Tulip mania and flower breeding as art
Another possible view of the Heterosis project, a satirical angle, is an association with the phenomenon of tulip mania which took place in 17th century Holland, when speculation drove the price of tulip bulbs to extremes. It was one of the most famous market bubbles and crashes of all time. This reminds me in a way of the crazy dynamics of the NFT sphere. Are NFTs something that's sustainable? In this way, the Heterosis crypto art project could be seen as a parody of this tulip mania phenomenon.
I’ve often found myself asking; what is art, where does it come from, who makes it and what is its value in relation to beauty?
In 17th century Holland, a rare tulip bulb could be worth more than a painting of that same tulip. After all, that bulb could produce offsets that could be given away to friends or sold to speculators, something that can’t be said of a painting. Flowers are prehistoric, the work of either a divine creator or a product of highly rarefied natural selection. Considering the amount of time and effort involved in the sophisticated undertaking of breeding flowers, perhaps they qualify as an art form?
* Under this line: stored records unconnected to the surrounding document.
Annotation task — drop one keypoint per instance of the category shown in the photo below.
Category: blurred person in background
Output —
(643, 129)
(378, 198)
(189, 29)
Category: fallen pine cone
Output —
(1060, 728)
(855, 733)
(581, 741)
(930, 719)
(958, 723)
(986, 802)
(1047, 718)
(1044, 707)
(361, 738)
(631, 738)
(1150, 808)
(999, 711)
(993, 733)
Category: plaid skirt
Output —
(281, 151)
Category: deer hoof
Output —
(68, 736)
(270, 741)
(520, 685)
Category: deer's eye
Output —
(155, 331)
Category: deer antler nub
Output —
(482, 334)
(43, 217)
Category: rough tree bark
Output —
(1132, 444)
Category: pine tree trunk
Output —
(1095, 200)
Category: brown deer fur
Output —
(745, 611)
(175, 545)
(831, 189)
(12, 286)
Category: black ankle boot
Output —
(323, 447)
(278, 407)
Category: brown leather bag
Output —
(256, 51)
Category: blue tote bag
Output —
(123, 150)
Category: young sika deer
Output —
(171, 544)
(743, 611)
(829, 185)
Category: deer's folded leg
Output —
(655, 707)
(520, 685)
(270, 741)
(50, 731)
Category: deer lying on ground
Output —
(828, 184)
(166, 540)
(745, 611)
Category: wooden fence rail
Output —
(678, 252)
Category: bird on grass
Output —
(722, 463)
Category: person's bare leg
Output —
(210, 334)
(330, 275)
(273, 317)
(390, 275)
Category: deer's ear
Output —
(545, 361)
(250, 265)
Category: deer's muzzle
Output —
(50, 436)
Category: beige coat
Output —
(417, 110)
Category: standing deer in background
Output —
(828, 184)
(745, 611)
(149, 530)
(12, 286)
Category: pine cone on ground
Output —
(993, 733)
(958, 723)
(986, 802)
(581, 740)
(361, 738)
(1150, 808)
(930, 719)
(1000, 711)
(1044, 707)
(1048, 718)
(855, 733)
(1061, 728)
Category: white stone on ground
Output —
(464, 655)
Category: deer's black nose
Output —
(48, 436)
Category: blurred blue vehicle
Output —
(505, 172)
This was understandably a debate that occupied the minds of breeders and speculators in the 17th century. In addition to the status of these plants, another burning question surrounded which flowers qualified as being the most beautiful. When does that beauty become commonplace, with the desire for novelty demanding rarer and more distinguished manifestations of beauty?
Witnessing the NFT boom brings Tulip mania and these questions to the fore. How do we create desirable, novel emblems of compelling beauty that also attract speculative interest? The answers appear to mirror that of 17th century Holland, in that beauty is desirable until it is commonplace, then interest shifts to more rarefied images which in turn become the torch bearers of new standards of beauty.